Mexican American legal scholar

Laura E. Gómez is a professor at the School of Law at the University of California, Los Angeles where she also holds appointments in Sociology and the Department of Chicana & Chicano Studies and Central American Studies.

== Education and career ==
Gómez received her B.A. in social studies from Harvard University in 1986 where she was a Harry S. Truman Scholar. She received her M.A. in sociology from Stanford University in 1988. She later received her J.D. with honors from Stanford Law School in 1992 and her Ph.D. in sociology from Stanford University in 1994.

Following law school, Gómez clerked on the Ninth Circuit Court of Appeals for Judge Dorothy W. Nelson. Before going to Stanford, she worked as a legislative aide to U.S. Senator Jeff Bingaman.

At UCLA, Gómez co-founded and served as the first co-director (with Jerry Kang) of UCLA's Critical Race Studies Program from 2000-2002. The program is the first specialized program of study on race and law in any U.S. law school.
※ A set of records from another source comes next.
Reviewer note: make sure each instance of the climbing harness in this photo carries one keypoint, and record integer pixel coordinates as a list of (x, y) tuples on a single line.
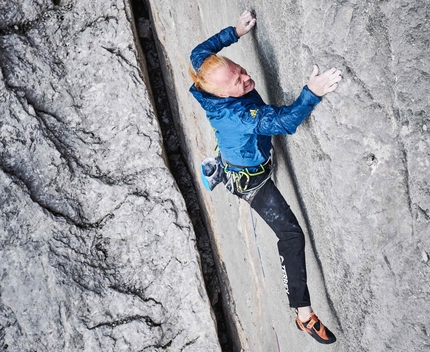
[(239, 178)]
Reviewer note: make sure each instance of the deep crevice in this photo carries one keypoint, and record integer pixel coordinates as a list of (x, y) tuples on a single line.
[(179, 169)]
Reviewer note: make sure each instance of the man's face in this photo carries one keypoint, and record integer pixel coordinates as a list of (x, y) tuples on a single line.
[(232, 80)]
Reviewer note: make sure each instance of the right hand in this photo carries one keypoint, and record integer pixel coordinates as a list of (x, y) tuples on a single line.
[(324, 83), (245, 22)]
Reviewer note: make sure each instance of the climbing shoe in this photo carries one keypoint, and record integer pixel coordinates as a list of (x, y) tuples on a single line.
[(316, 329)]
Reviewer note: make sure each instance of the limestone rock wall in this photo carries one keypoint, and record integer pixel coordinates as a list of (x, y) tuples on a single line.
[(97, 252), (356, 172)]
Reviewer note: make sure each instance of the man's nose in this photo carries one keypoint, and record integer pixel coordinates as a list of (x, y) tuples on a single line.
[(245, 77)]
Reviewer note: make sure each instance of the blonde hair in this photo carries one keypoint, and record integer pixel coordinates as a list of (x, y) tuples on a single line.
[(209, 65)]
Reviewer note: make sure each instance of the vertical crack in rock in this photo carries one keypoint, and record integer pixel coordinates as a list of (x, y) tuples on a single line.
[(179, 168)]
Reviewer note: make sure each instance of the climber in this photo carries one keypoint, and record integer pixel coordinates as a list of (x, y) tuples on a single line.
[(243, 126)]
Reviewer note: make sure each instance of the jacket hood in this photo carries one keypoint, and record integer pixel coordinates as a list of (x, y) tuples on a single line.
[(212, 103)]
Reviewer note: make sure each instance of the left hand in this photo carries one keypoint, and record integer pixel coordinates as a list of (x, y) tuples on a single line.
[(244, 24), (324, 83)]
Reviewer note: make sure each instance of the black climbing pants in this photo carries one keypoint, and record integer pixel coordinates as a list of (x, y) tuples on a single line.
[(272, 207)]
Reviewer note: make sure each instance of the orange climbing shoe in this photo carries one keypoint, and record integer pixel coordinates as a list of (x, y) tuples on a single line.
[(316, 329)]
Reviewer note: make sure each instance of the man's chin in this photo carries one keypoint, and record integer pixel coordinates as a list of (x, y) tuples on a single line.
[(250, 87)]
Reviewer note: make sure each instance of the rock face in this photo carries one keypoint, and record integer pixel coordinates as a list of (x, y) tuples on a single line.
[(97, 252), (355, 173)]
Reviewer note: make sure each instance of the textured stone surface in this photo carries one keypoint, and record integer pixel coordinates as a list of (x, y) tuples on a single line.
[(359, 165), (97, 250)]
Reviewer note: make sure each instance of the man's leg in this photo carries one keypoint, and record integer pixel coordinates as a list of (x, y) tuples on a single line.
[(272, 207)]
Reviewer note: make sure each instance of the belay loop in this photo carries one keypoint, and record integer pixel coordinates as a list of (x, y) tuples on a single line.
[(239, 179)]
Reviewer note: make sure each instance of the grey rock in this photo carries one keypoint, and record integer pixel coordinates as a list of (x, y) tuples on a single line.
[(97, 249), (355, 173)]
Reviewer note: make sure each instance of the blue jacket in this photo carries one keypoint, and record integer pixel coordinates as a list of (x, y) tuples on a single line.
[(244, 126)]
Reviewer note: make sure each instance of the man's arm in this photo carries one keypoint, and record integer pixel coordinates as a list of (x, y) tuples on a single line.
[(224, 38), (273, 120)]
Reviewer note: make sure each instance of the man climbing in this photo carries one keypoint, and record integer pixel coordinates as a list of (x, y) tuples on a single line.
[(243, 126)]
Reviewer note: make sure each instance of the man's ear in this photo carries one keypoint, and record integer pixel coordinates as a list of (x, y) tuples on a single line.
[(222, 95)]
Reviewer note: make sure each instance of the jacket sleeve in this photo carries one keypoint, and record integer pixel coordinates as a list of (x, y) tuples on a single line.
[(213, 45), (272, 120)]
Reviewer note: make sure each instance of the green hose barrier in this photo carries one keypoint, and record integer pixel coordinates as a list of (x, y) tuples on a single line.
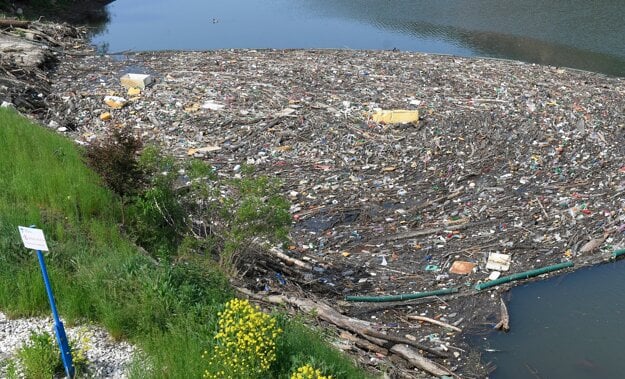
[(405, 296), (523, 275), (618, 253)]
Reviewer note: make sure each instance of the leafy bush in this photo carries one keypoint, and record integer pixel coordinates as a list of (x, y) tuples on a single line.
[(115, 159)]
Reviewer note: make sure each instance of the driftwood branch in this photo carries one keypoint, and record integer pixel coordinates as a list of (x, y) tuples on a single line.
[(290, 260), (420, 361), (504, 324), (405, 341), (377, 340), (4, 23), (435, 322)]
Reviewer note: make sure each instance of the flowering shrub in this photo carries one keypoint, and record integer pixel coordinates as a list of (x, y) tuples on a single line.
[(309, 372), (245, 342)]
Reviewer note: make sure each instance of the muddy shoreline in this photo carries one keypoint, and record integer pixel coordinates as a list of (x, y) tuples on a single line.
[(506, 157)]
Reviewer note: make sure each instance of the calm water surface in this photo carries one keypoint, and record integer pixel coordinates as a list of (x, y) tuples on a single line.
[(567, 327), (571, 326), (576, 33)]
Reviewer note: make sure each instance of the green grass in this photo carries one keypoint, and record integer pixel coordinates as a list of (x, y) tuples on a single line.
[(168, 310)]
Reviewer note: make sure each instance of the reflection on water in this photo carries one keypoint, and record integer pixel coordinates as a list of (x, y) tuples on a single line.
[(572, 33), (571, 326)]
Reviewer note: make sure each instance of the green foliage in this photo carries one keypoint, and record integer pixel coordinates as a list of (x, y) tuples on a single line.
[(114, 158), (301, 345), (245, 343), (168, 309), (39, 358)]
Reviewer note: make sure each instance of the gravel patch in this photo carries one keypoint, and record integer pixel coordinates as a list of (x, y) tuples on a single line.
[(107, 358)]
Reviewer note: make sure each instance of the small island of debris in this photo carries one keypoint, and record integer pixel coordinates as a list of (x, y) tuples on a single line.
[(506, 167)]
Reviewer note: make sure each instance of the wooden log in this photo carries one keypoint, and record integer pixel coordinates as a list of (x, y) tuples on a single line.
[(364, 344), (504, 324), (419, 361), (359, 327), (290, 260), (435, 322), (5, 23), (404, 341)]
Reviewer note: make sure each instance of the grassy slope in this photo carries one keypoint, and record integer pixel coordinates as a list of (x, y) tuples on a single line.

Gómez was a Professor in School of Law & American Studies at the University of New Mexico from 2005 to 2011.

Gómez is active in several national scholarly organizations, including the Law and Society Association (where she has served as Treasurer and on the Board of Trustees), the American Sociological Association's Sociology of Law Section, the Association of American Law Schools Minority Section, the Critical race theory Workshops, and LatCrit. Gómez has also served as an Associate Editor of the Law & Society Review. Gómez has been a peer reviewer for several other journals in legal studies, gender studies, Chicano/a studies, legal history and sociology, and she has been a member of the editorial boards of SIGNS and Studies in Law, Politics and Society. Gómez has held prestigious residential fellowships at the School for American Research in Santa Fe and the Stanford Humanities Center, where in 1996-97 she was the last Rockefeller Fellow in Legal Humanities.

Gómez as the former Dean of Social Sciences has faced the accusation in the media of discriminating in hiring practices against conservatives.
She opted not to promote Keith A. Fink to Continuing Lecturer, effectively ending his employment with the Department of Communication Studies on June 30, 2017.

== Publications ==
Gómez is the author of Manifest Destinies: The Making of the Mexican American Race (2007) and Inventing Latinos: A New Story of American Racism (2020).